Fig. 4.

ErbB2ΔEx16 transforms immortalized epithelial cells and confers resistance to ErbB2 kinase inhibition compared to ERBB2-FL. (A) RLE-6TN cells stably expressing ERBB2 isoforms were treated with Afatinib at the indicated concentrations or DMSO (vehicle). After 24 h, cell lysates were immunoblotted with the indicated antibodies. (B) RLE-6TN stable cell lines as in A were treated with the indicated concentrations of Afatinib or with DMSO, and their proliferation was monitored by image-based analysis of cell confluency.

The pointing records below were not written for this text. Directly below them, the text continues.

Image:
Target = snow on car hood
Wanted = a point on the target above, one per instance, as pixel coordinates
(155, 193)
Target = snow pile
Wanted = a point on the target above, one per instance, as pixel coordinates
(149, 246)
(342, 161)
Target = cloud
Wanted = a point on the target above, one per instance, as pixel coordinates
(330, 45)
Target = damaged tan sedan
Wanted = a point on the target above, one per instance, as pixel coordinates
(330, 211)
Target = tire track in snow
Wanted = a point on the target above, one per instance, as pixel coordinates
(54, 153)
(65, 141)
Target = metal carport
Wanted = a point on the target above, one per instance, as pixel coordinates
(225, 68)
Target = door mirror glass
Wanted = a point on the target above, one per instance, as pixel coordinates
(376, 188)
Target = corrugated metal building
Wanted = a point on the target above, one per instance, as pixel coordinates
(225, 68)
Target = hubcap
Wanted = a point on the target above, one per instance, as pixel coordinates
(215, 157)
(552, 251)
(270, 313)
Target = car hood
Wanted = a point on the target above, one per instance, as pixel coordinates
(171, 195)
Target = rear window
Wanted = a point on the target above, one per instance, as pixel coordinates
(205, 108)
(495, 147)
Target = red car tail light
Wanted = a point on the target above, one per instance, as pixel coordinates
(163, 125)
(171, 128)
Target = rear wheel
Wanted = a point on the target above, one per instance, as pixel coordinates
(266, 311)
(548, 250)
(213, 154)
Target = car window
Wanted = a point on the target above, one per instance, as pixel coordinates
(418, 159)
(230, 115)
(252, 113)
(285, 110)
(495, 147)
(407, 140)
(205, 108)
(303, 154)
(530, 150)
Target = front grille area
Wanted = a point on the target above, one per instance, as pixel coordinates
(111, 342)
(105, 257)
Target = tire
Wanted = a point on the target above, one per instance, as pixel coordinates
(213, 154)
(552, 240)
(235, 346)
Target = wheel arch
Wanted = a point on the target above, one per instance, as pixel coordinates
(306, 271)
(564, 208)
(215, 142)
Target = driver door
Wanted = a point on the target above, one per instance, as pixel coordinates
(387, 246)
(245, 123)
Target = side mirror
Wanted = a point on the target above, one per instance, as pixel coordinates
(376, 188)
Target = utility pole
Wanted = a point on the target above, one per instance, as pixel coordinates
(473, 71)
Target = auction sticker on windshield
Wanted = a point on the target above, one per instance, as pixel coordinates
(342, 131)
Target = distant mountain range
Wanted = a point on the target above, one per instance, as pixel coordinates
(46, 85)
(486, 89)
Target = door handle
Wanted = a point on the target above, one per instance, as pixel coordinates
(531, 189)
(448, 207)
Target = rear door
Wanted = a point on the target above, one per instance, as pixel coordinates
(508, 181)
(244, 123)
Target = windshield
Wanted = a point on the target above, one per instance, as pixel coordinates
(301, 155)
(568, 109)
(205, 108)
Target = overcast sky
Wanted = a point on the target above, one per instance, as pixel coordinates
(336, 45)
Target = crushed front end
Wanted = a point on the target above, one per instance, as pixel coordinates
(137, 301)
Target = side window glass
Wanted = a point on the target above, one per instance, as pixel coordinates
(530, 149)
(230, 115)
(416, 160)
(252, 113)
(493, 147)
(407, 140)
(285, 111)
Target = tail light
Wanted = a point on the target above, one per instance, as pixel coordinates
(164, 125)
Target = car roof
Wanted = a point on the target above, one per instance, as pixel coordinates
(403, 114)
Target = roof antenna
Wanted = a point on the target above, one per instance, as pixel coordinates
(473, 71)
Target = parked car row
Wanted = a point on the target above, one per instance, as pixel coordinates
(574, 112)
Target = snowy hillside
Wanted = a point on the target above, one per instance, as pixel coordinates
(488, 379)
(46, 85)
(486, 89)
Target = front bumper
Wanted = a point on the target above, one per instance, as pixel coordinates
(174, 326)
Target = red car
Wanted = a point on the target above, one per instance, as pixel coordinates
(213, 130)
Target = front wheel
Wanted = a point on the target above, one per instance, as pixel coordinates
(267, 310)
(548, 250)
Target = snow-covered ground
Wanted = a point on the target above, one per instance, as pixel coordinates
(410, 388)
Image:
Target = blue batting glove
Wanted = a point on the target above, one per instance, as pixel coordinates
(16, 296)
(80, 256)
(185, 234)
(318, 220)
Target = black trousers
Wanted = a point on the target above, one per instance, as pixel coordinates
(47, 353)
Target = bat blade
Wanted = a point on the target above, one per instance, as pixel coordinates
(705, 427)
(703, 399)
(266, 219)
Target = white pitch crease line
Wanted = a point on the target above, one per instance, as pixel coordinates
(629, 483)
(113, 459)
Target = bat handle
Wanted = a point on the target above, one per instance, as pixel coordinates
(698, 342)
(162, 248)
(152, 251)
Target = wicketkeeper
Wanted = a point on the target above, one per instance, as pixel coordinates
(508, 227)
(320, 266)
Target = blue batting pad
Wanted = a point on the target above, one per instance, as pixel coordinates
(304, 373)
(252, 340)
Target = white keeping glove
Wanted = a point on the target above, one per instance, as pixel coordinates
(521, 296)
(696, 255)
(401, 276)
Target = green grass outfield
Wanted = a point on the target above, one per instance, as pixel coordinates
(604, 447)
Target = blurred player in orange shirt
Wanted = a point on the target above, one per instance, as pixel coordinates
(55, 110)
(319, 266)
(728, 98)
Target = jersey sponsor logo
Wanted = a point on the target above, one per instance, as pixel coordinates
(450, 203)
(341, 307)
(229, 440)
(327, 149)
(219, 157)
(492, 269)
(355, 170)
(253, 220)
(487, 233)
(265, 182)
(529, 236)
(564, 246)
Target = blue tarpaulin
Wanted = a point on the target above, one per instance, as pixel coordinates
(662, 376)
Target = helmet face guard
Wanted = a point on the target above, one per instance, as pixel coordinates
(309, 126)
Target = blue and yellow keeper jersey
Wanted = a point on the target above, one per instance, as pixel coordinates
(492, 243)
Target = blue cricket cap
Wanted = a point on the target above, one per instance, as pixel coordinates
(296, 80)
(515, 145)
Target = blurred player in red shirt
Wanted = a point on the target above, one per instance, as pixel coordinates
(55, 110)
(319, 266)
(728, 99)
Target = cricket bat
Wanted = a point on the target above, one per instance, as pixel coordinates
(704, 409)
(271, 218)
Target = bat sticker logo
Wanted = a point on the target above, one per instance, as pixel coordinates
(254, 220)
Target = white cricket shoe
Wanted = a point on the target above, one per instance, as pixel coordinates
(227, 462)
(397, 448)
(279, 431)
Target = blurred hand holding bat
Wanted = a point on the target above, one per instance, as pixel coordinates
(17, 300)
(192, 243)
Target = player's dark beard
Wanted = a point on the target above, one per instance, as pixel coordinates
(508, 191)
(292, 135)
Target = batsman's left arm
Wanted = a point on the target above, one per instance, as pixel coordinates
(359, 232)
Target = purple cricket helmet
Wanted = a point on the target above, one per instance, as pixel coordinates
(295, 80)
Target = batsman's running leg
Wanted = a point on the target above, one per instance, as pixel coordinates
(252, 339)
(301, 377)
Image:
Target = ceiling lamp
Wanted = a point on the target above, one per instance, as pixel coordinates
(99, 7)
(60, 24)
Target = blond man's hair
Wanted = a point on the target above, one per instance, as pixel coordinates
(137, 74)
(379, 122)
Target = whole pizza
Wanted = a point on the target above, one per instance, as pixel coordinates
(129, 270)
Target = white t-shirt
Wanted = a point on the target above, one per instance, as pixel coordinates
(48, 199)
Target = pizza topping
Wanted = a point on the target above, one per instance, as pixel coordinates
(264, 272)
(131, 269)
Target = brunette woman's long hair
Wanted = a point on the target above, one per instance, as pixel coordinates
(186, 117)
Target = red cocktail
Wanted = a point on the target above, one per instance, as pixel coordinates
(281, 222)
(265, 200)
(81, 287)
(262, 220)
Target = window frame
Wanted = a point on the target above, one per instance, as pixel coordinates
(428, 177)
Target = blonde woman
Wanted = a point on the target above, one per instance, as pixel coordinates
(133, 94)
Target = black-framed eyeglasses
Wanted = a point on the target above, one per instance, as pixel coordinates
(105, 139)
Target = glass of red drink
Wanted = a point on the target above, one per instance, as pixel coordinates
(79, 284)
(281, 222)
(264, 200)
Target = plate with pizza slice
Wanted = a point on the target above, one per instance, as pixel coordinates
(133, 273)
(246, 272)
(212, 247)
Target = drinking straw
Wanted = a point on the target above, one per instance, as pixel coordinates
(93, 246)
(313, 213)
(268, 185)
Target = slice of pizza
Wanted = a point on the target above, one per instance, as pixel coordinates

Data shown are mean fold increase in confluency at 72 h posttreatment relative to the beginning of the assay (t = 0), +/− SEM, and are representative of two independent experiments, each with six replicates per condition. **P < 0.01, unpaired Student’s t test of RLE-6TN/ERBB2-FL vs. RLE-6TN/ERBB2ΔEx16 for each condition. For both cell lines, proliferation at each concentration of Afatinib was significantly (P < 0.01) lower than the DMSO control. (C and D) RLE-6TN stable cell lines were treated with the indicated concentrations of Afatinib or DMSO for 24 h, and immunofluorescence was used to quantify cell cycle progression (C, EdU incorporation) and apoptosis (D, cleaved Caspase-3 immunostaining) with normalization to the DMSO control. Data are the mean +/− SEM of six replicates. *P < 0.05, **P < 0.01, unpaired Student’s t test of RLE-6TN/ERBB2-FL vs. RLE-6TN/ERBB2ΔEx16 for each condition. (E) Cell lysates from MCF10-A cells stably expressing ERBB2 isoforms were immunoblotted with the indicated antibodies. (F and G) Anchorage-independent growth potential was assessed by soft agar assay of MCF10A cells expressing ERBB2 isoforms. Cells were stained with MTT and photographed after 2 wk (F), and colony number and size were quantified (G). Data are represented as mean ± SD. **P < 0.01, ****P < 0.0001, unpaired Student’s t test.